Otros, con el paso despiadado de los años, van atesorando excedentes de humanidad, como conatos de sí mismo adosados implacablemente  que redondean sus perfiles primigenios  bajo diferentes nomenclaturas siempre vejatorias: michelines, cartucheras, culámen... Casi todos consideramos tener uno o varios defectos susceptibles de ser modificados milagrosamente mediante esos avances portentosos de la cirugía. Deseamos ser bellos por fuera, y así proliferan verdaderas modelos de Rubens que añoran poder introducirse de nuevo en aquellos  vestidos juveniles como intrusas de otro tiempo; dentaduras díscolas desde la pubertad que intentan  alinearse como para anunciar un dentífrico, miopes recalcitrantes en trámites de separación de sus gafas o narices escoradas a la derecha toda la vida que aspiran ahora a esa disputada centralidad de cara a las urnas selectivas de la aceptación social.

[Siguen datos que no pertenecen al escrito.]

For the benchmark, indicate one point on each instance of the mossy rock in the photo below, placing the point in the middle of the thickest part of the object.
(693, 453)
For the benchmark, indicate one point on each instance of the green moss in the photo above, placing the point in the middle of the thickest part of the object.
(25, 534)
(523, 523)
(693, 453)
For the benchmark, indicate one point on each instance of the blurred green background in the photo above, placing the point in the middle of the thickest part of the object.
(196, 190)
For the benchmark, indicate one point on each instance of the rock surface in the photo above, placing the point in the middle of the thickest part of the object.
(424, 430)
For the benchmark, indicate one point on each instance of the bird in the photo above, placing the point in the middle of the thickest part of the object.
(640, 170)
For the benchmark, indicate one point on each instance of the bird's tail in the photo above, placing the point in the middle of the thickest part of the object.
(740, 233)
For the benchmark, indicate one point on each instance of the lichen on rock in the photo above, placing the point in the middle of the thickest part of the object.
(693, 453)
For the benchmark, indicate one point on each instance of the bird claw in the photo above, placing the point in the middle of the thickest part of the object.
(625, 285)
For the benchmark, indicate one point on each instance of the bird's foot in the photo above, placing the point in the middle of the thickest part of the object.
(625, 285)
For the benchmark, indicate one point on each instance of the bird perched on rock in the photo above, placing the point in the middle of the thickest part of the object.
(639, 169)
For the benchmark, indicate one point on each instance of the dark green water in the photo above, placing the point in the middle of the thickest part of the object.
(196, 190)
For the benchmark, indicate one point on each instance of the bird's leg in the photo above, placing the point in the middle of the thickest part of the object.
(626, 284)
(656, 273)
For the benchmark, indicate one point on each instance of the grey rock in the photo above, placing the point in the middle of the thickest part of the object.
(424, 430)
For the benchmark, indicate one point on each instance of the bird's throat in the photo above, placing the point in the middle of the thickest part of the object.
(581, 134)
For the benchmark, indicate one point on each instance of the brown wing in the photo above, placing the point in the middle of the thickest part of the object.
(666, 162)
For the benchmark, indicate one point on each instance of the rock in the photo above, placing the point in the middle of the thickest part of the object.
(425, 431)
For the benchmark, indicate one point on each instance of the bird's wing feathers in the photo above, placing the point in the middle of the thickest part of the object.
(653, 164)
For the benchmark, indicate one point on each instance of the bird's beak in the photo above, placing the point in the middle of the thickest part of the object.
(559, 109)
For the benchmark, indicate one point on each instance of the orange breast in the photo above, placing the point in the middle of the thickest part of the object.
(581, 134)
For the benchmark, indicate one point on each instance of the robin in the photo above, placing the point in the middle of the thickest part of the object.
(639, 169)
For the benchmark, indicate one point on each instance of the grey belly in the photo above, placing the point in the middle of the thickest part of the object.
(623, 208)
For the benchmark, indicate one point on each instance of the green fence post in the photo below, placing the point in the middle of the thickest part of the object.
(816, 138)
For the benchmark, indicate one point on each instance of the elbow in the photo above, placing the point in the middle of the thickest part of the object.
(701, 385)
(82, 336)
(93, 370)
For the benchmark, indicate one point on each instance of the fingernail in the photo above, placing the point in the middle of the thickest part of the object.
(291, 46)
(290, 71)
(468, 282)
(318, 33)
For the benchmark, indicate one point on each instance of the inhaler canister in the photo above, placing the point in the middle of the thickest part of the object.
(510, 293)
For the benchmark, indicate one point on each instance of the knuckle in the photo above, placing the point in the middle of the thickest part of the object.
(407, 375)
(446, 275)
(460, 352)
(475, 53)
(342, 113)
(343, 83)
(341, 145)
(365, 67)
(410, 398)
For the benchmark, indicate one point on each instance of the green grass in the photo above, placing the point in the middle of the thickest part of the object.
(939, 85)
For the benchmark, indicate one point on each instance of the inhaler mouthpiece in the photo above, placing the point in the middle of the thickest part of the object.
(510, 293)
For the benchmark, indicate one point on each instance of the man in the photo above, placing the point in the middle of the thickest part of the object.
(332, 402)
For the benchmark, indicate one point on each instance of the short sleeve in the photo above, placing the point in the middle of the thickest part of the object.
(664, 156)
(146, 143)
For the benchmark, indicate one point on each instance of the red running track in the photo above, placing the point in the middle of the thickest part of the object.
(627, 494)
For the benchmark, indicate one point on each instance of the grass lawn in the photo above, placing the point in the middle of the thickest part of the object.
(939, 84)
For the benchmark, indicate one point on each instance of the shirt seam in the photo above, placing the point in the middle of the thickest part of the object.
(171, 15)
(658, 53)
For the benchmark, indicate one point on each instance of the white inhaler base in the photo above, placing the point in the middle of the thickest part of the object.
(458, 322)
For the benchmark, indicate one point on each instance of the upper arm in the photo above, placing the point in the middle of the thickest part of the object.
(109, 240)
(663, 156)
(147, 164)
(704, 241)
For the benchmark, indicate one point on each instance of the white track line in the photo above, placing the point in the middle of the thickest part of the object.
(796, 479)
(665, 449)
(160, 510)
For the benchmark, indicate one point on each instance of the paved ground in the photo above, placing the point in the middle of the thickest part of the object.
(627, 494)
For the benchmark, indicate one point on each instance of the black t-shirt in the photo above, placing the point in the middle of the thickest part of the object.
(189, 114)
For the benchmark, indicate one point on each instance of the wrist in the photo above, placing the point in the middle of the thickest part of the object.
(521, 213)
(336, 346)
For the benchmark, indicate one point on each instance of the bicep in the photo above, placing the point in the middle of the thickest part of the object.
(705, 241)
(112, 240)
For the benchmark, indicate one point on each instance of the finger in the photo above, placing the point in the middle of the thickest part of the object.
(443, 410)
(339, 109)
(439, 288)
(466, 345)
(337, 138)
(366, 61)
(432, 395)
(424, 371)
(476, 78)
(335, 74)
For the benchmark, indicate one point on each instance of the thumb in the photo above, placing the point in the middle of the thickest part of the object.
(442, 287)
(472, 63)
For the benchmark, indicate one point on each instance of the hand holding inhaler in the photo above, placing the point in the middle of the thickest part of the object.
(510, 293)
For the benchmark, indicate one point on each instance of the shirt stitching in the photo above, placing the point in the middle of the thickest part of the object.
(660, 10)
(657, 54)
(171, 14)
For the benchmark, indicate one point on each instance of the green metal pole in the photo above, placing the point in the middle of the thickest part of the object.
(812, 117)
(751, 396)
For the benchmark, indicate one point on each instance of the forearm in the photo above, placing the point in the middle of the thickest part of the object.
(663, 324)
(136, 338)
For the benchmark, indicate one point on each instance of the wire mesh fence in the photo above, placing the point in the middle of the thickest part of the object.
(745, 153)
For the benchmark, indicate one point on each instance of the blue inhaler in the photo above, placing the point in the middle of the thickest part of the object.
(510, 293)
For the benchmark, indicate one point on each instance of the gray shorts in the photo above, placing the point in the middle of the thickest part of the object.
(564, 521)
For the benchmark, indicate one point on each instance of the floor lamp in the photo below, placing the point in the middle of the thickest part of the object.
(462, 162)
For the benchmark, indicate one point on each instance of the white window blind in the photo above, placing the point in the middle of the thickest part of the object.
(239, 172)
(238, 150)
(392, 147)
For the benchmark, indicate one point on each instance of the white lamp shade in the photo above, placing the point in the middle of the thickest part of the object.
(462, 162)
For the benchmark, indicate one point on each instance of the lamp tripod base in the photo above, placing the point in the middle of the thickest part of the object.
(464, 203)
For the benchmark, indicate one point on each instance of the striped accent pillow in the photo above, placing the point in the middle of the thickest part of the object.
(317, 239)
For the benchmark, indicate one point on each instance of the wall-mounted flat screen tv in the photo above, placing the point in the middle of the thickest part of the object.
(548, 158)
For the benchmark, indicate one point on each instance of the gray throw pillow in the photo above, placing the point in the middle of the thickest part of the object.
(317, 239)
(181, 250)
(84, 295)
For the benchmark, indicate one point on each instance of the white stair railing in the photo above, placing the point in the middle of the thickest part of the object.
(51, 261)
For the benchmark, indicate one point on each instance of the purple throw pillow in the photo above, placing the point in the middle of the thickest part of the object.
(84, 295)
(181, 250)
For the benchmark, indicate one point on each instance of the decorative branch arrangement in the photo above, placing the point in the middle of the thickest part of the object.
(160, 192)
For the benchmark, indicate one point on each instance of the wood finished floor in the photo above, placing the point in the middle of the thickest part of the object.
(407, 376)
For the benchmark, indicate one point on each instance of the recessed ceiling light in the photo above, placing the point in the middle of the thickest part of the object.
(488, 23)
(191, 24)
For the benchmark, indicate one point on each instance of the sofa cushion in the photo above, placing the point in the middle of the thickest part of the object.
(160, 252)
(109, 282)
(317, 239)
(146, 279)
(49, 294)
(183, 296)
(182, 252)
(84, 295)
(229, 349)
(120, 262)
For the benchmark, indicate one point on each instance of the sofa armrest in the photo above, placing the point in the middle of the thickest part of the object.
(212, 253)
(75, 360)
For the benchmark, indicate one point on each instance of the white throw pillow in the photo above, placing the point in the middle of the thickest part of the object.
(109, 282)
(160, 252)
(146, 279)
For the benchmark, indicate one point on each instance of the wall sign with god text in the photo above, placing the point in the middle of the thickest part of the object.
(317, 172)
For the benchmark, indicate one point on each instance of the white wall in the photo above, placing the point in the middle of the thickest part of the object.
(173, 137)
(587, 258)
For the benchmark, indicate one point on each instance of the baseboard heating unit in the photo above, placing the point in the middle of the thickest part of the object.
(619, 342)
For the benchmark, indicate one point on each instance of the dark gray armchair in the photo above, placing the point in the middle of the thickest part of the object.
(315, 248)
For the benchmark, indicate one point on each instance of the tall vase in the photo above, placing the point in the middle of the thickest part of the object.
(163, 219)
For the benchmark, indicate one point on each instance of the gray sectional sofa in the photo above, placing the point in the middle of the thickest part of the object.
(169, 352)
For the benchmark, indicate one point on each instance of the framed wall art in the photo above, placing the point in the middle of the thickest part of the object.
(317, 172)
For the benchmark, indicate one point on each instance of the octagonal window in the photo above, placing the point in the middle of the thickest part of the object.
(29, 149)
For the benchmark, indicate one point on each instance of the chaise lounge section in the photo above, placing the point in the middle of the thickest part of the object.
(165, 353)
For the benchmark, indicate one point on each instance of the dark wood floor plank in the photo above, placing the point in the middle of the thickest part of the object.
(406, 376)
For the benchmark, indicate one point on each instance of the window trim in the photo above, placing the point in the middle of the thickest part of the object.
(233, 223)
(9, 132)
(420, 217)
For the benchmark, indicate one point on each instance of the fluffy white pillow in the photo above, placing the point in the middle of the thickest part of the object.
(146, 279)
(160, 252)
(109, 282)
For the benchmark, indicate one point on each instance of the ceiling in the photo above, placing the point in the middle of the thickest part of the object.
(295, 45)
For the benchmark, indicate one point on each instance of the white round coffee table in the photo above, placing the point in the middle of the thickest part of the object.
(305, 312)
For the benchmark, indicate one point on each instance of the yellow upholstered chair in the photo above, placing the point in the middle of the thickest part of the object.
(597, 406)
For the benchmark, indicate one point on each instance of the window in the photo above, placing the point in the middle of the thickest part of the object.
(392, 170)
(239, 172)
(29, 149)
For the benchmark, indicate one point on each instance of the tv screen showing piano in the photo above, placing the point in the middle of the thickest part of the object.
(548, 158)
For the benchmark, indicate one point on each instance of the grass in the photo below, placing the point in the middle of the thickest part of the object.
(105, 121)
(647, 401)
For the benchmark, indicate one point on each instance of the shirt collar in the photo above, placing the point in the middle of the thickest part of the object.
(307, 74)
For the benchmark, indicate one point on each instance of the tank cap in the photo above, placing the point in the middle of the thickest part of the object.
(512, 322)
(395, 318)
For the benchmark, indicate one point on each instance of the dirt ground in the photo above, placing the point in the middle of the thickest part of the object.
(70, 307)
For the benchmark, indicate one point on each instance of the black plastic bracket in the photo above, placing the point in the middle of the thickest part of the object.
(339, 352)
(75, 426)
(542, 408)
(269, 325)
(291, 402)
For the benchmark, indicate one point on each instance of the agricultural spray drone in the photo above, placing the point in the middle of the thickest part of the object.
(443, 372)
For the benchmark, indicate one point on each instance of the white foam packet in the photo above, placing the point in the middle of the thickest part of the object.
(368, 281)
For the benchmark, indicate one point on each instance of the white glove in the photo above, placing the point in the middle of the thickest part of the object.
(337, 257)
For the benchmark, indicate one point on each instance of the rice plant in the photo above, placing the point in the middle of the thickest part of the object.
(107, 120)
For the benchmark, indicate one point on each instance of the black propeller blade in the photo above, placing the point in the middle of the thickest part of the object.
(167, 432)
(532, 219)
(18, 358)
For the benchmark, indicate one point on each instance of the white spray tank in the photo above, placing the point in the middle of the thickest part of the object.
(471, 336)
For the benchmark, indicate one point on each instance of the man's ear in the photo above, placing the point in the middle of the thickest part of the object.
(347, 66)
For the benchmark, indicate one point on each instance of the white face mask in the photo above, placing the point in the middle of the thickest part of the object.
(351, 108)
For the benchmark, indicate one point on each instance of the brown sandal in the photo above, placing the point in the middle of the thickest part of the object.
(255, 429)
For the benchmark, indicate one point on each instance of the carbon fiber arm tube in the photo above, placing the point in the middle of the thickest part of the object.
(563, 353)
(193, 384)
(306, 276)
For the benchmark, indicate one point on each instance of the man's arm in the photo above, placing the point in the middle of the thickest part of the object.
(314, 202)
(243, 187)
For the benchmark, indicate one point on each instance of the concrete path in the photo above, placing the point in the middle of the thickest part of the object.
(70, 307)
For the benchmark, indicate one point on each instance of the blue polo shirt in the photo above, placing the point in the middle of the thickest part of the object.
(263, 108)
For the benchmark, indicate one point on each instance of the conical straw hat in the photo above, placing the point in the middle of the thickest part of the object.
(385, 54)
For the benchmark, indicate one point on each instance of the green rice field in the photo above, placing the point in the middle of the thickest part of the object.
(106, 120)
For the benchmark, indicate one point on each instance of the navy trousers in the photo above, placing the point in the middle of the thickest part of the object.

        Obsesionados por  la apariencia exterior, pocos  se ocupan en llegar a esa belleza tímida de los adentros que parece no tener ninguna trascendencia porque no está a la vista. Y sin embargo a muchos les harían falta  implantes emocionales para elevar las turgencias del alma. O succionarles de alguna forma la prepotencia sobrante. O eliminar los odios que les rebosan mediante el ejercicio saludable de la solidaridad y la comprensión, o tratar esa celulitis rebelde del intelecto que se manifiesta  en pequeños cúmulos de ostentación y mentira. O pasar unos meses de internamiento en clínicas anti-vanidad. O, en fin, ponerse a dieta rigurosa contra la indiferencia y el hedonismo. Qué pena que por falta de pacientes de este tipo no proliferen tampoco especialistas adecuados. Y que no existan pasarelas donde desfilen personas decentes y equilibradas, ni concursos que ensalcen y valoren una estética interior. Solo cuando se llega a la fealdad patológica de la que hablo ahora se ingresa -sin desearlo gran cosa- en la cárcel o en el psiquiátrico, instituciones que, como clínicas subvencionadas del fracaso, rara vez llegan a arreglar los defectos susceptibles de ser tratados. A diferencia de lo que ocurre con los cambios radicales que soñamos para ser más bellos físicamente, padecemos un triste inmovilismo en cuanto al mejoramiento de nuestras actitudes. Es muy posible que la dinámica de la vida actual (en pos de poder y dinero) premie precisamente a los feos por dentro y guapos por fuera.